Memória, verdade e culpa é o que ressoa da série do realizador mexicano, Alfonso Cuarón, e ressoa bem alto. Este eco é, aliás, bem característico do cinema latino-americano e aqui atinge uma expressão máxima pelo dramatismo e intimidade vincada das suas personagens e cenas, cuja meticulosidade imagética impressiona – trabalho bastante meritório, particularmente, de Emmanuel Lubezki e Bruno Delbonnel.

A banda sonora da série, de Finneas O’Connell, só engrandece ainda mais a narrativa, conferindo-lhe mistério, fundamentalmente, mas também comoção, ação e teatralidade – sendo de descartar, novamente, existentes conceções pejorativas de significado da última palavra.

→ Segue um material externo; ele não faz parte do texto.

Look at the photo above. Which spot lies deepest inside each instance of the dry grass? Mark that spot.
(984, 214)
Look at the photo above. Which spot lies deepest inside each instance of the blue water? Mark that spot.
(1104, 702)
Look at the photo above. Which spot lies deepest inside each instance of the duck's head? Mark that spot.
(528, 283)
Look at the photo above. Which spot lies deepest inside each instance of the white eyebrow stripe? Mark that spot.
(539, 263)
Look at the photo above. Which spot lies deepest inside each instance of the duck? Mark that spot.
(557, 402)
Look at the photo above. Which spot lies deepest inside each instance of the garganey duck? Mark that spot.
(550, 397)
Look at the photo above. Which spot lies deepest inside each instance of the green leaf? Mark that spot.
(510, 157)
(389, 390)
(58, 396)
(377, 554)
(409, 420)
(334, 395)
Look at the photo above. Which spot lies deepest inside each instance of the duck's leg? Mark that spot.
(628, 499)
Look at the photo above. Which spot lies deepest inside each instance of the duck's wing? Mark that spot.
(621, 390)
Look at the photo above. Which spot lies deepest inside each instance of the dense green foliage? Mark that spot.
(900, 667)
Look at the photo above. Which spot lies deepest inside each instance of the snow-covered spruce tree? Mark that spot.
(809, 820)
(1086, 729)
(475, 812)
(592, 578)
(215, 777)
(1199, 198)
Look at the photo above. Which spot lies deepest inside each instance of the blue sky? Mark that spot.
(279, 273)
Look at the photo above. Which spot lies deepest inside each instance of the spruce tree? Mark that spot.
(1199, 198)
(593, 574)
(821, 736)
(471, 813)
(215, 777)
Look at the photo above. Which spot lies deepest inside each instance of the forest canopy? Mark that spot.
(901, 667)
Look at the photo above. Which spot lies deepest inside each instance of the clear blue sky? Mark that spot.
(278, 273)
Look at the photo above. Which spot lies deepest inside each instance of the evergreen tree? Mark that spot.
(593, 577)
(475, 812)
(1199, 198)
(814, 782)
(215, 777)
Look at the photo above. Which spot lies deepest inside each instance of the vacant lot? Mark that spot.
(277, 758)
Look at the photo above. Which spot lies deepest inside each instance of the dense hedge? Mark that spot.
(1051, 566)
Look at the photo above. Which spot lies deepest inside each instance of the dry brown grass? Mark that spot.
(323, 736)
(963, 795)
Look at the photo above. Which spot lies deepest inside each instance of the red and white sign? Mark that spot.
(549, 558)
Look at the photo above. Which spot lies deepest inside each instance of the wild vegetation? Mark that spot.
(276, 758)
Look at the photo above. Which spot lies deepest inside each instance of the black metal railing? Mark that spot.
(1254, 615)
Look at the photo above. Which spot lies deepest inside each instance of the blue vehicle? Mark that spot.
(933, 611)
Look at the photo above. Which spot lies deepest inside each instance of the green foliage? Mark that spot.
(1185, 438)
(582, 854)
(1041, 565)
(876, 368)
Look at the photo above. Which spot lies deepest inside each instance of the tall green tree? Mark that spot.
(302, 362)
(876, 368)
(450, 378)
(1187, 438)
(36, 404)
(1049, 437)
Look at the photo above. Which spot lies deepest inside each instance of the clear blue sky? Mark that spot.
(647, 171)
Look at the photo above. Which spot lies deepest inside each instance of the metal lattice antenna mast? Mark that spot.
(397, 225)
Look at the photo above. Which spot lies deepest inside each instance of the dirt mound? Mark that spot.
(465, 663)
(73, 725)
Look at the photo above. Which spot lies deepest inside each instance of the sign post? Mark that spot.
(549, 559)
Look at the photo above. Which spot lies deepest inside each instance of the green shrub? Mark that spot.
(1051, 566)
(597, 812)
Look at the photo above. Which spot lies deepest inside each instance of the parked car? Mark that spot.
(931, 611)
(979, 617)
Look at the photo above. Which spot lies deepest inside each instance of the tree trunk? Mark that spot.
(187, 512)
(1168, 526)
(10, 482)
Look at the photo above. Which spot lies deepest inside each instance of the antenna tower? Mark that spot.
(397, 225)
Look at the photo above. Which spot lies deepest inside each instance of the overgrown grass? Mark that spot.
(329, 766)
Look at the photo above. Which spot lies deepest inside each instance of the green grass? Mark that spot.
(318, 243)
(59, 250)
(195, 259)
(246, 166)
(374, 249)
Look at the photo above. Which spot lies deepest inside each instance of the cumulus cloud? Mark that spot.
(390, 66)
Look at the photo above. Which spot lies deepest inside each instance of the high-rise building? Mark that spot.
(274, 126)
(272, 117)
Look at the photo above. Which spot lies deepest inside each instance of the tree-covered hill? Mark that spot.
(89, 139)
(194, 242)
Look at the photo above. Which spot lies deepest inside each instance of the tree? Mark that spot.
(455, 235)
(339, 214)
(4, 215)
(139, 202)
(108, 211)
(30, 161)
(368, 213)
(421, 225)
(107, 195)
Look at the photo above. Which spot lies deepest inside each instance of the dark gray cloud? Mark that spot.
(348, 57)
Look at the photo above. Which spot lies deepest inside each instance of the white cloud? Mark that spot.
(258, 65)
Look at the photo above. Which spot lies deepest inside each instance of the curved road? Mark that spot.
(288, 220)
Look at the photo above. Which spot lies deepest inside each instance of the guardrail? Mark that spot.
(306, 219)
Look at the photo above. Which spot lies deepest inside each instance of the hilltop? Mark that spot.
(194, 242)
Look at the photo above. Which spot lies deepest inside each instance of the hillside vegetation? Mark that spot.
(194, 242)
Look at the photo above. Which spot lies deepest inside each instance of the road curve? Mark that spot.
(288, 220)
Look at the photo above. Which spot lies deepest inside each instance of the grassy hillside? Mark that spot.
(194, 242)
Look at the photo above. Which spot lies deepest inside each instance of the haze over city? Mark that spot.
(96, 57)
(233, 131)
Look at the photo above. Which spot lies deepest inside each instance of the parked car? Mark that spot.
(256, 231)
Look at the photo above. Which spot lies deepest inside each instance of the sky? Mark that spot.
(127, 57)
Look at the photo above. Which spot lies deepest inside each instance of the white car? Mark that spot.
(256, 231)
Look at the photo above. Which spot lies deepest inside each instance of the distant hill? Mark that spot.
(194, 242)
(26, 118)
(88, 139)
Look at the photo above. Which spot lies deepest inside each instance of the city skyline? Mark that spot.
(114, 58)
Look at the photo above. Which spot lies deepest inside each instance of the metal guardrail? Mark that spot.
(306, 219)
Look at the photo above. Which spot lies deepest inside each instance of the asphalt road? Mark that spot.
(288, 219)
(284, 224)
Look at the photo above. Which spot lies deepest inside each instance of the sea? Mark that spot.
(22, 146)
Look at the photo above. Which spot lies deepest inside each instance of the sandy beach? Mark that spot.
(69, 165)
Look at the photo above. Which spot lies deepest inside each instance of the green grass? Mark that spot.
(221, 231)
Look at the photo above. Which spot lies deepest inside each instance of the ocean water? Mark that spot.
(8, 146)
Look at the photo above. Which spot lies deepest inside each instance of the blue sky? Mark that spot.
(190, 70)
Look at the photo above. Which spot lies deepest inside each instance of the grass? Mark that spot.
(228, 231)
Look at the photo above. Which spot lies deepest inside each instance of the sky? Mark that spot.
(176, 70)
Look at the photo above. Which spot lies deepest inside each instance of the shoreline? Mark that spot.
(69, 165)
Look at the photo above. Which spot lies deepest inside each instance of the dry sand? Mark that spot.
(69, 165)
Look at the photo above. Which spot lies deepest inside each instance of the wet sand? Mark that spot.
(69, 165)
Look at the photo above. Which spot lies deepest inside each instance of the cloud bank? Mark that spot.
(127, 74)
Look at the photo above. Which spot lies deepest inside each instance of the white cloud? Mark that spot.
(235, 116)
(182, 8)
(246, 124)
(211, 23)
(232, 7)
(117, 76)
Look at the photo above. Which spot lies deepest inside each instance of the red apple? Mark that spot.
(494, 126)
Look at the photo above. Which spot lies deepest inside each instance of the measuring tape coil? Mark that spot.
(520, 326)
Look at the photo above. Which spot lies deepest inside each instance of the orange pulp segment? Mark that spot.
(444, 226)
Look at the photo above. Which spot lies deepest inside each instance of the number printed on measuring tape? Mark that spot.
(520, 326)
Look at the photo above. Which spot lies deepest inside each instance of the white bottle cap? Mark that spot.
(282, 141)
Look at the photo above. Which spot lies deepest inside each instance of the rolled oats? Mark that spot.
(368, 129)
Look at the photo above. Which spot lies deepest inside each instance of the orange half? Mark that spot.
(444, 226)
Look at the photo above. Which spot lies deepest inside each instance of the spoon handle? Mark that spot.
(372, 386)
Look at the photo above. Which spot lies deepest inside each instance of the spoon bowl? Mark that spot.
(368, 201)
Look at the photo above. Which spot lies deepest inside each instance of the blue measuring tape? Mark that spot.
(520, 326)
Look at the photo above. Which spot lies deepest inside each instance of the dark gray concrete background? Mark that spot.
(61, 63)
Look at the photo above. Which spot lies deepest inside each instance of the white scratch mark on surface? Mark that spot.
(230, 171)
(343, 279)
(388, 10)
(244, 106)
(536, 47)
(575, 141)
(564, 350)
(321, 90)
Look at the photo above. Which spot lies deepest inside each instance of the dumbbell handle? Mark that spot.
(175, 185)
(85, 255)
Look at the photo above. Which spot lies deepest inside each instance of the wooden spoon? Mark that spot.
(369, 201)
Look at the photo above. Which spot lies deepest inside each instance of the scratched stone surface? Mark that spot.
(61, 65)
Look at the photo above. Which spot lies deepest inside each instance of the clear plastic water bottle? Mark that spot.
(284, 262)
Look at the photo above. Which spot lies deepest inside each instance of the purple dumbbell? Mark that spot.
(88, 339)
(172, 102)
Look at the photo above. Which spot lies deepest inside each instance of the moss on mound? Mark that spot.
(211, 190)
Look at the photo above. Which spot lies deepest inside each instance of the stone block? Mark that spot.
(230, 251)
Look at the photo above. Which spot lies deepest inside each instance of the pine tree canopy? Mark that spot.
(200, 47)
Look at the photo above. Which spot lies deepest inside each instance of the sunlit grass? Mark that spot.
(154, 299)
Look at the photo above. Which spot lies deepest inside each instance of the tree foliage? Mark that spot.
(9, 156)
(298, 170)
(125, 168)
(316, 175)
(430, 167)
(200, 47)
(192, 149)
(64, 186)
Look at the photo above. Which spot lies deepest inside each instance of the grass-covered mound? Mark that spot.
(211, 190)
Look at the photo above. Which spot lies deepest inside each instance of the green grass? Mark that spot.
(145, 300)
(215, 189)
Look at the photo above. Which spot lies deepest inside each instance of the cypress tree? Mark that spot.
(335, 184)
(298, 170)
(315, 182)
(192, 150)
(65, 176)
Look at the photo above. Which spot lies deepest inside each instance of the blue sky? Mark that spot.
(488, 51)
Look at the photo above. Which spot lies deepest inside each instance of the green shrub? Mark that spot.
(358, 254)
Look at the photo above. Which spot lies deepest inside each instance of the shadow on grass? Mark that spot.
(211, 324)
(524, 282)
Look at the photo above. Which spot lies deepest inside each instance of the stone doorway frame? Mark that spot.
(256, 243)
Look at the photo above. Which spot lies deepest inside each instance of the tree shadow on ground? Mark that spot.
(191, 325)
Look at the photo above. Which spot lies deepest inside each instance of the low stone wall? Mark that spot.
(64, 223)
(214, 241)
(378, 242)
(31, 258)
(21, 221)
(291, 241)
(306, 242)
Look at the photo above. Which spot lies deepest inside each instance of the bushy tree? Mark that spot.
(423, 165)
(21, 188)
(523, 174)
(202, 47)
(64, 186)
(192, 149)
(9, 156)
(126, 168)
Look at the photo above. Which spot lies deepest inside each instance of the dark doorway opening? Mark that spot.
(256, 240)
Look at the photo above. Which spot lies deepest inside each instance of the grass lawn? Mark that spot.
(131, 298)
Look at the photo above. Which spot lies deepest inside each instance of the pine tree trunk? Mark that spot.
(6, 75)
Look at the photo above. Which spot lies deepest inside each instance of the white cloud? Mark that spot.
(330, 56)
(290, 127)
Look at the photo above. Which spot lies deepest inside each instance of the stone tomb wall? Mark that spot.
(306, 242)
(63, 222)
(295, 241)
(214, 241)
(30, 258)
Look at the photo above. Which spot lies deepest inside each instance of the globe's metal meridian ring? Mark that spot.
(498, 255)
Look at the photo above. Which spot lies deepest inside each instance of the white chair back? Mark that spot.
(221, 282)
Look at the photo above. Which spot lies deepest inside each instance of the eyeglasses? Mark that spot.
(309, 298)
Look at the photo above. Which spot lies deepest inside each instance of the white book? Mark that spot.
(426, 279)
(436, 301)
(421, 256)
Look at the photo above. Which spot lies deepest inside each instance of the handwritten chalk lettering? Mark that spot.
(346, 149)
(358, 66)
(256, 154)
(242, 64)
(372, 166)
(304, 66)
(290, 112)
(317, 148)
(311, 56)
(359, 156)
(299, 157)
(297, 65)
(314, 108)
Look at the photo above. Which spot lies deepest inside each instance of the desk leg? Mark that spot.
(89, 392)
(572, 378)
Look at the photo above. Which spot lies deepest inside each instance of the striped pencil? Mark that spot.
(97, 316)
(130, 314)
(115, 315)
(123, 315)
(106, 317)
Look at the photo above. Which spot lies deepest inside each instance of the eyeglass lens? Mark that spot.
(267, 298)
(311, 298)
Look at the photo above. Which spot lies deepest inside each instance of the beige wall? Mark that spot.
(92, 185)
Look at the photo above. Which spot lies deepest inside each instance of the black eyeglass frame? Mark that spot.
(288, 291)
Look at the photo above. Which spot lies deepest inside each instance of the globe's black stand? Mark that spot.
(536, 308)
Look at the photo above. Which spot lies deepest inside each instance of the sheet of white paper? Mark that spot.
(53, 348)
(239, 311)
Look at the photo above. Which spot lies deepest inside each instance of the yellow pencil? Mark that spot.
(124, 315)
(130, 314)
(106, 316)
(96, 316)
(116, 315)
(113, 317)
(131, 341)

Disclaimer é, no fundo, um “truque malabarístico” nada leviano no seu executar, precisamente o inverso a propósito: é malabarismo de destreza, de habilidade, de precisão no jogo que faz, neste caso, com a história, com as cenas, que são alavancadas engenhosamente pelos atores. O plot twist é o objeto deste malabarismo que nos acerta derradeiramente e sem aviso prévio, pois ainda que suspeitássemos que algo não estava certo nunca adivinharíamos tal final. Nunca adivinharíamos que o seu desfecho viesse a propiciar também uma reflexão acerca de como o patriarcado estabelecido nos afeta diariamente, especialmente nas perceções que os outros têm – na verdade, constroem – de nós.